Lessons in Chemistry
Apple TV+, 13 October
Bonnie Garmus’s 2022 novel about a 1960s chemist turned TV presenter who sneaks teachings about science into her housewife-friendly cookery programme was a rare kind of literary sensation. This prompt adaptation is set to capitalise on the book’s success, with Oscar-winner Brie Larson in the role of the unfairly sidelined but unwaveringly determined Elizabeth Zott.
BBC One & iPlayer, 9 October, 9pm
The most controversial drama of the year finally arrives, three years after it was first announced. Starring Steve Coogan as Jimmy Savile, The Reckoning revisits the presenter’s heinous crimes. Could this provide a moment of national catharsis? Or will it end up a nauseating attempt to mine trauma for content?
Paramount+, 13 October
Everyone’s favourite Seattle-based snob returns after two decades away in this reboot of the classic comfort-blanket sitcom. But don’t expect to see the old gang back together: having returned to Boston to reconnect with his son, Kelsey Grammer’s titular psychiatrist has a new sparring partner in the form of posh professor pal Alan (Nicholas Lyndhurst). RA
Staying in: Games
Out 10 October, PC, Xbox Series X/S
The long-running racing sim has been rather overshadowed by its Forza Horizon spin-off, but this hugely upgraded model (above) should bring the original back into contention. With more than 500 cars and 800 upgrade options, as well as advanced handling and intricate visuals, it’s one serious ride.
Total War: Pharaoh
Out 11 October, PC
Pitching a golden age Egyptian empire against the Canaanites and the Hittites, the latest title in the acclaimed battle strategy series has all the ancient weapons and tactics you could hope for, with the added feature of huge Biblical storms to contend with. Developer Creative Assembly is a master at matching historical accuracy with engrossing action, and this will surely be another fine example. Keith Stuart
Staying in: Albums
Sufjan Stevens – Javelin
After a string of experimental projects, Stevens (above) returns to full singer-songwriter mode on this 10th album. Featuring additional guitar from the National’s Bryce Dessner, and a small choir that elevates singles So You Are Tired and Will Anybody Ever Love Me?, it’s autumn’s perfect soundtrack.
Dorian Electra – Fanfare
The Texas art-pop provocateur returns with this follow-up to 2020’s similarly bonkers My Agenda. Exploring the parasocial relationship between fans and pop idols, Fanfare is packed full of WTF moments, from the pummelling industrial-synth freakout Sodom & Gomorrah to recent single Puppet’s skewed take on classical music.

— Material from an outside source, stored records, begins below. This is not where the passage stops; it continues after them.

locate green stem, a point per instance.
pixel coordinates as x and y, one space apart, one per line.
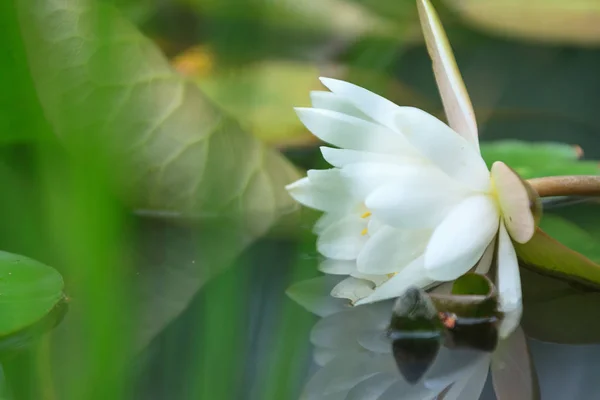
577 185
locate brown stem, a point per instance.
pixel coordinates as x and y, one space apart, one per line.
577 185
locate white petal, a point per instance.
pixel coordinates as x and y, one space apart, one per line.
390 250
326 220
485 262
323 356
461 239
412 275
375 106
337 267
514 202
444 147
333 102
323 190
353 133
344 239
375 340
372 388
376 279
352 289
508 283
455 98
374 225
314 295
342 157
418 198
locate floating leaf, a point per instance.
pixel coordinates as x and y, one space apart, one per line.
563 21
29 291
549 256
532 160
106 87
557 312
513 373
455 98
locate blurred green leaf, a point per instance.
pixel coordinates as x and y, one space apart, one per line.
562 21
532 160
556 311
262 97
29 290
104 86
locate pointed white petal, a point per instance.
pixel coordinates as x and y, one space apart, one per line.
485 262
326 220
514 203
374 225
342 157
412 275
375 106
314 295
337 267
444 147
353 133
461 239
417 198
390 250
363 178
352 289
455 98
372 388
344 239
508 283
331 101
376 279
323 190
323 356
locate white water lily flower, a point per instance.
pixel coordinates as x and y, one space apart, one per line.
409 200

Hannah Diamond – Perfect Picture
Never one to rush, pop star Hannah Diamond follows up 2019’s similarly long-in-the-making Reflections with this second album. Produced by Scritti Politti keyboard whiz David Gamson, with additional contributions from AG Cook and Kesha, Perfect Picture explores artifice and reality via 12 shiny slithers of buffed-up electropop.
Glasser – Crux
On her first album in a decade, Cameron Mesirow, AKA Glasser, contorts her already pretty extraordinary voice into new shapes. Influenced by the Balkan style of singing she studied during her hiatus, songs such as Easy and Drift gently blossom into high-wire vocal exercises, supported by skittering electronics and nods at folk. MC
Staying in: Brain food
Notes on Loving
Curator Aliyah Hasinah’s new series takes a leaf from bell hooks’s book All About Love: New Visions in exploring the everyday aspects of love. From loving knowledge to loving the process of creating, Hasinah hosts absorbing conversations with academics and artists.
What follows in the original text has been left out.